Dave Bittner: [00:01:52:11] Researchers at security firm Corero say they've found what amounts a kill-switch that can turn off memcached exploitation for denial-of-service purposes. They've notified various authorities and are working to make the remediation more generally available. So bravo, Corero, for taking a shot at what's already proven a troublesome DDoS exploit. Corero does mix this good news with some less good news: the vulnerability that can be used for DDoS could also let attackers steal or modify data on affected servers.

Dave Bittner: [00:02:23:19] University researchers in Hungary, at the laboratory of Cryptography and System Security, that's CrySyS Lab of the Budapest University of Technology and Economics, have announced the results of their study of the Shadow Brokers' leak of what are said to be NSA hacking tools. Their most interesting conclusions are that the tools in the territorial dispute modules were particularly adapted to discerning the activities of competing state intelligence services. Wired looks at the Shadow Brokers' leaks and particularly laments the widespread dissemination of EternalBlue, which has been used in far too many attacks worldwide.
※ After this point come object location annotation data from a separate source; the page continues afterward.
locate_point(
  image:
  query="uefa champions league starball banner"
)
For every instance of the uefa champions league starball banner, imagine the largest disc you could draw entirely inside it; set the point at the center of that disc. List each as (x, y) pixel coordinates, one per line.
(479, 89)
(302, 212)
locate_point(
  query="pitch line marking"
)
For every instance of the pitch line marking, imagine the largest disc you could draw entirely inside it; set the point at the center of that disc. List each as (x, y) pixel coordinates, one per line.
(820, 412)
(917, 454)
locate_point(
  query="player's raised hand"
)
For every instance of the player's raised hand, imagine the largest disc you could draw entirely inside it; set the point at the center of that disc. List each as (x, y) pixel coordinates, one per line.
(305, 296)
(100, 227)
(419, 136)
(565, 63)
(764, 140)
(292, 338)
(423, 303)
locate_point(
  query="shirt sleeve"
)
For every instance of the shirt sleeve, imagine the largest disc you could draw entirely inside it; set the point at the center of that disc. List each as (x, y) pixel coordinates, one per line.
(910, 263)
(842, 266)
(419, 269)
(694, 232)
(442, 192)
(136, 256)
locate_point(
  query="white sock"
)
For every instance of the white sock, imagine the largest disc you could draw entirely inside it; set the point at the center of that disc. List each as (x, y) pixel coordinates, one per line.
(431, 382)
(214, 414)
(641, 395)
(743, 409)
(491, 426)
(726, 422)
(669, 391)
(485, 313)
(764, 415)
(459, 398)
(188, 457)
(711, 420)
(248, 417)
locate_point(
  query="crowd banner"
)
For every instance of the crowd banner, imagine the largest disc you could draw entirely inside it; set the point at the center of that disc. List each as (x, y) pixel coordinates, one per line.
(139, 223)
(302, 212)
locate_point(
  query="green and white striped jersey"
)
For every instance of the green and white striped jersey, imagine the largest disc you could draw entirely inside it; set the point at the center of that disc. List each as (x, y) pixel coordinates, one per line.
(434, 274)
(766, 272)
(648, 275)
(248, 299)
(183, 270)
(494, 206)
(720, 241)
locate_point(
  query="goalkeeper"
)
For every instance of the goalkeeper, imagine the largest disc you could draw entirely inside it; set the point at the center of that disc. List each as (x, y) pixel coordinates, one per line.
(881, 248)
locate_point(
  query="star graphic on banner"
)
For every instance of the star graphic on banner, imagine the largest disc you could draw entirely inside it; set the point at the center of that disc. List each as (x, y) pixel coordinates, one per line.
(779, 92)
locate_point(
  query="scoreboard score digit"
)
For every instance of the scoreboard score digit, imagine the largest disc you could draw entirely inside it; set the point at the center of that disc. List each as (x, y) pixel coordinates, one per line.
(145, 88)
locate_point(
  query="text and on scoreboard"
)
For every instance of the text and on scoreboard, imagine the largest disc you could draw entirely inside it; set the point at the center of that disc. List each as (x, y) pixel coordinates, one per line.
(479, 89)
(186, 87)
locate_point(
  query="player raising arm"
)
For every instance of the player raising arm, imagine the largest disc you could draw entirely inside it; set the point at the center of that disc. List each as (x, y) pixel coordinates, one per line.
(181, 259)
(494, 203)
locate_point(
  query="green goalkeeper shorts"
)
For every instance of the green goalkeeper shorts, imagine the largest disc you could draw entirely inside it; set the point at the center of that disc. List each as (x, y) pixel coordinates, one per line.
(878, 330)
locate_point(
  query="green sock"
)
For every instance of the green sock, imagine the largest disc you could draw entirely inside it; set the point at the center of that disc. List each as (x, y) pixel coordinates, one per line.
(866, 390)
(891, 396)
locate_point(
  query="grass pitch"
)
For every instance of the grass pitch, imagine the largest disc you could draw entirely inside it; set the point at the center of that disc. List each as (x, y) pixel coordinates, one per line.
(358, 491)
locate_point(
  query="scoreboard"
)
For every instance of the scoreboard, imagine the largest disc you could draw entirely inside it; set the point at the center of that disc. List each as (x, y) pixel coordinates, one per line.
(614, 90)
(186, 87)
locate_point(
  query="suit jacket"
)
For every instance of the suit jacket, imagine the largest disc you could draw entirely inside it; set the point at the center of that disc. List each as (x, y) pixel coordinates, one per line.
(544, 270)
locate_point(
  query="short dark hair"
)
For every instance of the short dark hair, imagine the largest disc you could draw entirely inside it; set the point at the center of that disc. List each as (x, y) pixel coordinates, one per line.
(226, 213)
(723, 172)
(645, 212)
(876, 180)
Dave Bittner: [00:03:01:15] The Dutch Tax Authority sustained another distributed denial-of-service attack yesterday. The disruption lasted about five hours. No data was lost or compromised, according to the Netherlands Times. The attack was a service interruption. The previous DDoS attack was in January. The suspect in that case was taken into custody last month. He said he did it for the lulz, as a joke. No attribution or, of course, arrests yet in yesterday's attacks.

Dave Bittner: [00:03:29:13] CERT-In, India's Computer Emergency Response Team, has reported to Parliament that more than 20,000 of the country's websites - including 114 government sites - were attacked between last April and this past January. The Indian press is treating this as a serious matter, which it would seem to be.

Dave Bittner: [00:03:48:15] In legal news, Yahoo! Is said to have agreed to an $80 million settlement in a class action suit shareholders brought against the company in the wake of the breaches it began disclosing in 2016.

Dave Bittner: [00:04:01:09] FBI Director Wray, speaking at Boston College this week, painted a picture of a world effectively at war in cyberspace. He also resumed the Bureau's longstanding pleas for responsible encryption, a non-backdoor backdoor that would enable properly authorized law enforcement authorities to break otherwise inaccessible devices in the course of investigations. Few think such a thing is possible. Any backdoor would have to be a backdoor, and hence an exploitable weakness, most observers in the tech community believe. The bureau, in their view, may as well be asking for something made of unobtainium.

Dave Bittner: [00:04:38:23] The attempted assassination of a former GRU officer and his daughter in the UK over the weekend appears to have used a nerve agent. The victims, including at least one first responder, remain in serious condition. How the poison was delivered is unknown.

Dave Bittner: [00:04:55:06] Protecting against insider threats is an important part of every organization's security posture, with phishing attempts on the rise and the simple fact that we're all human and sometimes we make mistakes. Richard Henderson is a Global Security Strategist at Absolute, and he makes the point that when it comes to insider threats, it may be in your best interest to expand the scope of what you're looking for.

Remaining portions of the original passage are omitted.